End users generally prefer when the archive looks as similar as possible to the legacy LIS, Dr. Stoffel adds. This means re-creating as closely as possible the look of tools for navigating data, data labels, and the types of reports. However, this may not be possible, depending on the limitations of the archiving software, and it may not be advisable if the legacy formatting will not be intuitive to users of the archive who didn’t have experience with the legacy system. Replicating an interface that meets everyone’s needs is one of the biggest challenges of the archiving process, she notes.

The process of extracting and reconfiguring data to fit a new system can be another daunting aspect of LIS data archiving due to the diverse types of data in an LIS.

“Think of a clinical pathology chemistry report, which might have numeric values and reference values with very little text data, and compare that with an autopsy report that might have 20 pages of unstructured text,” Dr.

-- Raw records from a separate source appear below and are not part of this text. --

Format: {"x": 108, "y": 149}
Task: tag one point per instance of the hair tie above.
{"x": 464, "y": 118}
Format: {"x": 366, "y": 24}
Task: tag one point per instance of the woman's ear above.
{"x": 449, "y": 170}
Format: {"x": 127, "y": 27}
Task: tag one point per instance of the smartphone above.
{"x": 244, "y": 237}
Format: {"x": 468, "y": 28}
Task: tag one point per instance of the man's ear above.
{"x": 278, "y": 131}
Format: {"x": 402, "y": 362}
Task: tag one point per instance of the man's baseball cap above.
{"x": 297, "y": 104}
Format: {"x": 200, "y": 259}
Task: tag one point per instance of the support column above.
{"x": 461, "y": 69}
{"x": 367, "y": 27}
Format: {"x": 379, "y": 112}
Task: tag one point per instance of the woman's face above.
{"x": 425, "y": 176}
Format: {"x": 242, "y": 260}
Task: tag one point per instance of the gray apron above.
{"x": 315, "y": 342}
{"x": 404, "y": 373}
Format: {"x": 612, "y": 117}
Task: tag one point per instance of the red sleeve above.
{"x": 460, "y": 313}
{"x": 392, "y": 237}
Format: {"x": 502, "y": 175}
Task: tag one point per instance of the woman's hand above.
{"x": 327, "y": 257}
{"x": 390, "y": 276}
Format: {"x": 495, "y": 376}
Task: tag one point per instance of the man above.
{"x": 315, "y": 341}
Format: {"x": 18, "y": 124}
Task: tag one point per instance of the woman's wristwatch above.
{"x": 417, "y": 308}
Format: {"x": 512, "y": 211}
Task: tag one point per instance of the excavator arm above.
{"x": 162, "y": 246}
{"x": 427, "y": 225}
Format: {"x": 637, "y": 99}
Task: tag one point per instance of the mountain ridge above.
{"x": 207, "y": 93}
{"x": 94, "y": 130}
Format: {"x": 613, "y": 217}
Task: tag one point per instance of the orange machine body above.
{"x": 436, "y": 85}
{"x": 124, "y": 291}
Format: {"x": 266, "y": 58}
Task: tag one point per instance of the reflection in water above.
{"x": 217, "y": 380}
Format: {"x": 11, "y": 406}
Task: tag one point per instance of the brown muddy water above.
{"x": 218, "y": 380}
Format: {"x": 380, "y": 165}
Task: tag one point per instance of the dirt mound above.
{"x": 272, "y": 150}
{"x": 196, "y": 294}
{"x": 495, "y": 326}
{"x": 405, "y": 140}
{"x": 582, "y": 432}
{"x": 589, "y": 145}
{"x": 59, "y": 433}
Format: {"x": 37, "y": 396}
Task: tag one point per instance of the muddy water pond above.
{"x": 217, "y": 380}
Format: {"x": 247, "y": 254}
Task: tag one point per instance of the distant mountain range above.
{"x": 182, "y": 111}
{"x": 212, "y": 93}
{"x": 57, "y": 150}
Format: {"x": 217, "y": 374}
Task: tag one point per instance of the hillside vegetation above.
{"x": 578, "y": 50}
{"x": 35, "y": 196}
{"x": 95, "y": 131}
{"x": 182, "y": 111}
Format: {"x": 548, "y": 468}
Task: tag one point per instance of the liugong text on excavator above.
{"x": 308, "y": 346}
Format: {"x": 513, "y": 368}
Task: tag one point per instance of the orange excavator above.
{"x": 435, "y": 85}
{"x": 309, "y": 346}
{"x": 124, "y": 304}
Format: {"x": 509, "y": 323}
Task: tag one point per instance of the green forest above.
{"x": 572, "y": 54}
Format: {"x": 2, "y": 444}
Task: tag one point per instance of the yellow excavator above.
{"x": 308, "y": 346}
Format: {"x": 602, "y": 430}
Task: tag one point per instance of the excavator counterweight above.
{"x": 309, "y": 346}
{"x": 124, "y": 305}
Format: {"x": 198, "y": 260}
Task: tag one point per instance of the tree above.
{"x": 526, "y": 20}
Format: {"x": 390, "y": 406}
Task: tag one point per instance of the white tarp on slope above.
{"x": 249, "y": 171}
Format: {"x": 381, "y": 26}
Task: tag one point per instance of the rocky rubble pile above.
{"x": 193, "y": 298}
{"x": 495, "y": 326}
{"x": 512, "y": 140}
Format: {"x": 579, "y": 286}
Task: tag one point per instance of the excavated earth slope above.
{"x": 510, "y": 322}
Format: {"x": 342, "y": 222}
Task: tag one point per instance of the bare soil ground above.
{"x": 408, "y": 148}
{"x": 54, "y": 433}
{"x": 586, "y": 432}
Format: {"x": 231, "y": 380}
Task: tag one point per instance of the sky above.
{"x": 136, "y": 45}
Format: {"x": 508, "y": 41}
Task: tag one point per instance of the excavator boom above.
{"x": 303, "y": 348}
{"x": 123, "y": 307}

Stoffel says. “It may be difficult to create an archive report template that can display very different data formats, so multiple approaches may be needed.”

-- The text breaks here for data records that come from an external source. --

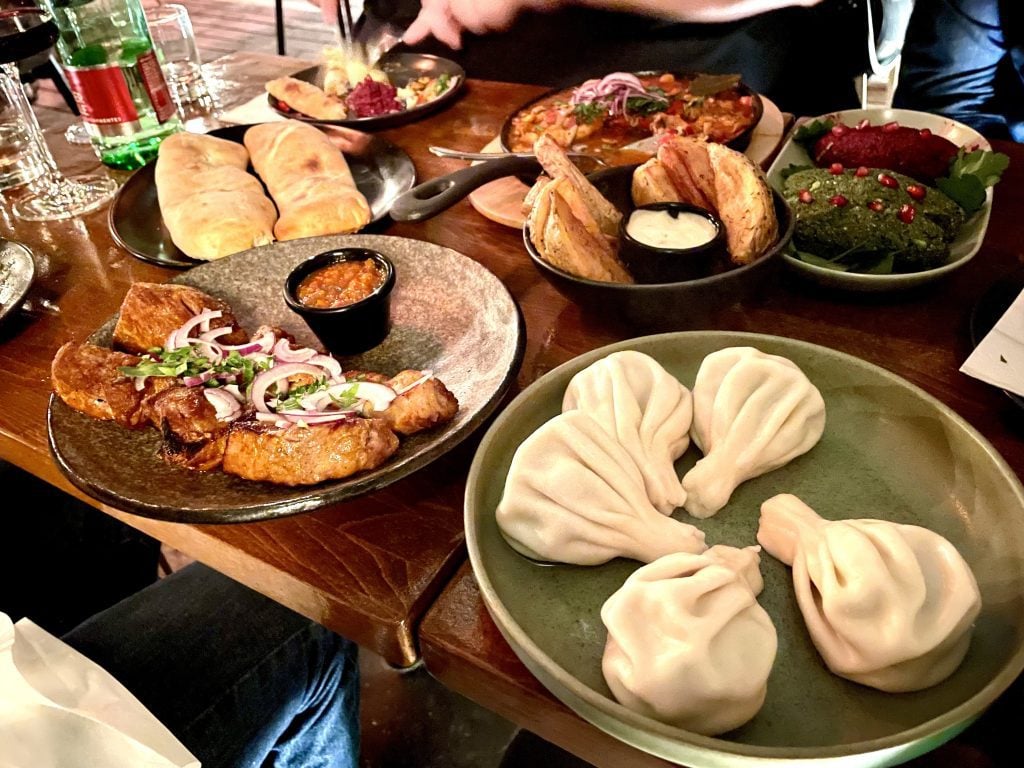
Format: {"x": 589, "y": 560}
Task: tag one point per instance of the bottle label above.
{"x": 156, "y": 86}
{"x": 101, "y": 94}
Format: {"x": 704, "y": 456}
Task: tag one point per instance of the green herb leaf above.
{"x": 709, "y": 85}
{"x": 588, "y": 112}
{"x": 808, "y": 134}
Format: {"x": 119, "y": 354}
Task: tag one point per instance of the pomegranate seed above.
{"x": 916, "y": 192}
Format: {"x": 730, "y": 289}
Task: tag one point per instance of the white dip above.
{"x": 663, "y": 229}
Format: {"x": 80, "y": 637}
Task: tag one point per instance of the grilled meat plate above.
{"x": 304, "y": 456}
{"x": 88, "y": 379}
{"x": 151, "y": 311}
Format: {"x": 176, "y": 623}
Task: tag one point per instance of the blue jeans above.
{"x": 241, "y": 680}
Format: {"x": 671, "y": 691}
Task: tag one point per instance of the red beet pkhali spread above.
{"x": 370, "y": 98}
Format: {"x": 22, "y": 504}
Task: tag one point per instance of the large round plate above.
{"x": 965, "y": 245}
{"x": 382, "y": 171}
{"x": 400, "y": 69}
{"x": 890, "y": 451}
{"x": 17, "y": 269}
{"x": 450, "y": 314}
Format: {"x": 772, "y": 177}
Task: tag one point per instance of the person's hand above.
{"x": 445, "y": 19}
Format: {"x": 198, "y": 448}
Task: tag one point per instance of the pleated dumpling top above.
{"x": 646, "y": 410}
{"x": 888, "y": 605}
{"x": 574, "y": 496}
{"x": 753, "y": 413}
{"x": 688, "y": 644}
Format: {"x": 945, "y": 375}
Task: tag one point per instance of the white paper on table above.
{"x": 998, "y": 359}
{"x": 59, "y": 710}
{"x": 254, "y": 111}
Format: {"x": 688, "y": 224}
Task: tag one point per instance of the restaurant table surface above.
{"x": 389, "y": 569}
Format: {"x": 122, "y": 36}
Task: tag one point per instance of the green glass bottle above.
{"x": 108, "y": 58}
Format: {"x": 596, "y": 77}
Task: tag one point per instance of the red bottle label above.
{"x": 156, "y": 86}
{"x": 101, "y": 94}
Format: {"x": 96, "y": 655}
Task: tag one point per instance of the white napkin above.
{"x": 998, "y": 359}
{"x": 256, "y": 110}
{"x": 59, "y": 710}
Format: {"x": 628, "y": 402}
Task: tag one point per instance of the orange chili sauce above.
{"x": 340, "y": 284}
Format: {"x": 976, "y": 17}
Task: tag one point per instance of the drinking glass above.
{"x": 26, "y": 30}
{"x": 174, "y": 40}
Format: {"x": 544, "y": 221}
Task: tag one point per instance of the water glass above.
{"x": 174, "y": 40}
{"x": 19, "y": 158}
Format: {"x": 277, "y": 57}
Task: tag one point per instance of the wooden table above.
{"x": 371, "y": 568}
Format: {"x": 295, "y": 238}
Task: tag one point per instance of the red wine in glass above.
{"x": 24, "y": 33}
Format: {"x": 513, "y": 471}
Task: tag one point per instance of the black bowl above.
{"x": 739, "y": 142}
{"x": 648, "y": 263}
{"x": 353, "y": 328}
{"x": 664, "y": 306}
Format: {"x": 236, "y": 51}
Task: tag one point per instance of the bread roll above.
{"x": 308, "y": 178}
{"x": 210, "y": 205}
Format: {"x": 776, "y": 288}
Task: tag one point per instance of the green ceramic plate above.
{"x": 890, "y": 451}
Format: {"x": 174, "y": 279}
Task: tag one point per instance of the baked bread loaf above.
{"x": 210, "y": 205}
{"x": 308, "y": 179}
{"x": 306, "y": 98}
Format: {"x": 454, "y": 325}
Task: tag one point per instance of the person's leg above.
{"x": 239, "y": 679}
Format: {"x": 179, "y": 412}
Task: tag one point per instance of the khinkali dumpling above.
{"x": 574, "y": 496}
{"x": 753, "y": 413}
{"x": 646, "y": 410}
{"x": 688, "y": 643}
{"x": 887, "y": 605}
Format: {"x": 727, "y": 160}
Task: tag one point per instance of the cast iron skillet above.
{"x": 382, "y": 172}
{"x": 739, "y": 143}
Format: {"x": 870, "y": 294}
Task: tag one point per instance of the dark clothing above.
{"x": 805, "y": 59}
{"x": 965, "y": 59}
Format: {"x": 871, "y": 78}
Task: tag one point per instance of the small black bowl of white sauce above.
{"x": 671, "y": 242}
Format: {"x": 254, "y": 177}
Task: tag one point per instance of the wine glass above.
{"x": 25, "y": 31}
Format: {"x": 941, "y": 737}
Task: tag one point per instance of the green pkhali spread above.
{"x": 879, "y": 221}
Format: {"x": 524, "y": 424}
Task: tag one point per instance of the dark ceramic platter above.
{"x": 382, "y": 172}
{"x": 450, "y": 314}
{"x": 400, "y": 69}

Adding to the challenge, a laboratory typically uses an LIS for decades, and a laboratory’s subspecialty areas may have been more siloed years ago and used nonstandardized report formats, for example, Dr. Stoffel says. Therefore, even seemingly small tasks, such as standardizing heading styles for the same type of report for archiving purposes, can be time consuming.

LIS report value settings that have been altered over time can be even more problematic. For example, a chemistry lab test result may have associated reference interval settings that had been configured to apply specific reference interval values to all current reports. Some LIS software applications may overwrite the original settings if the reference intervals are changed over time. In such instances, only the most recent reference intervals may be extracted during the archiving process, and they may appear to apply to all the historical reports too. “This could lead to archiving data that is incorrect if the issue is not recognized and addressed,” Dr. Stoffel says.